The Wellness Pitch
The lightning flashed against the terminal windows, a strobe effect on the faces of delayed travelers. Sarah adjusted her hat—pulling the brim lower, hoping to hide the exhaustion she'd been wearing since Tuesday. She was running on fumes and caffeine, three hours from the most important pitch of her career.
She'd been preparing the presentation for six months: a new vitamin formulation designed for the chronically successful. Target market: professionals like her, people who treated their bodies like assets to be optimized, liabilities to be managed. The product was a hypothesis wrapped in glossy packaging—something about cellular repair, something about longevity. She'd stopped believing in the science weeks ago, but she believed in the commission.

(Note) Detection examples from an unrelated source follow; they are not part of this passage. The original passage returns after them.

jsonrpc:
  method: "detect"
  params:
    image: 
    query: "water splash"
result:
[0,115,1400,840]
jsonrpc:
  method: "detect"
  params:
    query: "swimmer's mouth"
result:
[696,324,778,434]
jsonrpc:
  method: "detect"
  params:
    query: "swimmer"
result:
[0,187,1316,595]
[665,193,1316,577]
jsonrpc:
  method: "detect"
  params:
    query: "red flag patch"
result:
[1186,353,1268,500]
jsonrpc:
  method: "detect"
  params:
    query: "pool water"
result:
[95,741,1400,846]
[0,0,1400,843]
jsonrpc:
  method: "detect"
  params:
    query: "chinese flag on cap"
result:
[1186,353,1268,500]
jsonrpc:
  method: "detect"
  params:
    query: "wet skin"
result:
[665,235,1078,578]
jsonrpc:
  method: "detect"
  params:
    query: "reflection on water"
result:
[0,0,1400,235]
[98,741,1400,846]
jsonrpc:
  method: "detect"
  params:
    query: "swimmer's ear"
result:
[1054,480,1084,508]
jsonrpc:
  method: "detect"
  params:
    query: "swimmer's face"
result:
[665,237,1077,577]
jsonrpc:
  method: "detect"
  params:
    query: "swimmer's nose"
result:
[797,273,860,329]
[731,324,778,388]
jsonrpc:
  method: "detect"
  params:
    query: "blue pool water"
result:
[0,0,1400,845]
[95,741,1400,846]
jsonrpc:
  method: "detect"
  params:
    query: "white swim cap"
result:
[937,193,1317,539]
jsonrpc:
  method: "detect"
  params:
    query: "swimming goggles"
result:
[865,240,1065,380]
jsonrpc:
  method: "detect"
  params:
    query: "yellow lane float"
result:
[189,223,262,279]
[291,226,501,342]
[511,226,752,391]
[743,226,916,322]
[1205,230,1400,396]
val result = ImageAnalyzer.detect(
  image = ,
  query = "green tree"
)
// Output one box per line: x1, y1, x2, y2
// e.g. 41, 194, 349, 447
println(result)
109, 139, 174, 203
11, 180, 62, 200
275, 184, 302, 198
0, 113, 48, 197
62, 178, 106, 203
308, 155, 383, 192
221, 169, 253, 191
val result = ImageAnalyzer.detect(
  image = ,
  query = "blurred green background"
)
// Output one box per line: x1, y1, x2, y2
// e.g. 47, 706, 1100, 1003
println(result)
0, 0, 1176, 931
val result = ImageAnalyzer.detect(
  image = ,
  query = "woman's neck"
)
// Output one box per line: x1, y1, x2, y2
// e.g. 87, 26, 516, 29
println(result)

A man in a suit collapsed into the seat beside her, breathless. "Running for my life," he panted, though he'd only run from gate B12 to B14. "My doctor says my vitamin D levels are catastrophic. I feel like I'm eighty years old."
Sarah looked at him. He was thirty-five, maybe forty. "You taking supplements?"
"Everything," he said. "I've got a regimen that costs more than my first car. But I still feel... hollow."
The storm outside intensified. Lightning struck the tarmac, illuminating the manufactured darkness of the terminal. Sarah thought about her mother, who'd taken vitamins every morning of her life and died at fifty-two anyway. She thought about the corporate wellness report on her laptop, the projected revenue curves, the target demographic data that said men like this one would pay anything to feel less like they were dying slowly.
"You know," she said, closing her laptop, "I sell this stuff. The vitamins. The promise."
He laughed, humorless. "And?"
"And I think the only thing that actually works is figuring out why you're running so fast you can't feel your life anymore."
The announcement system crackled: her flight was cancelled. She watched the man stand and sprint toward customer service, already moving toward the next thing. She took off her hat, ran her hands through her hair, and decided right then to quit her job. The lightning flashed again, and for the first time in years, she saw it clearly—no product, no promise, no price tag. Just light in the darkness, fleetingly real.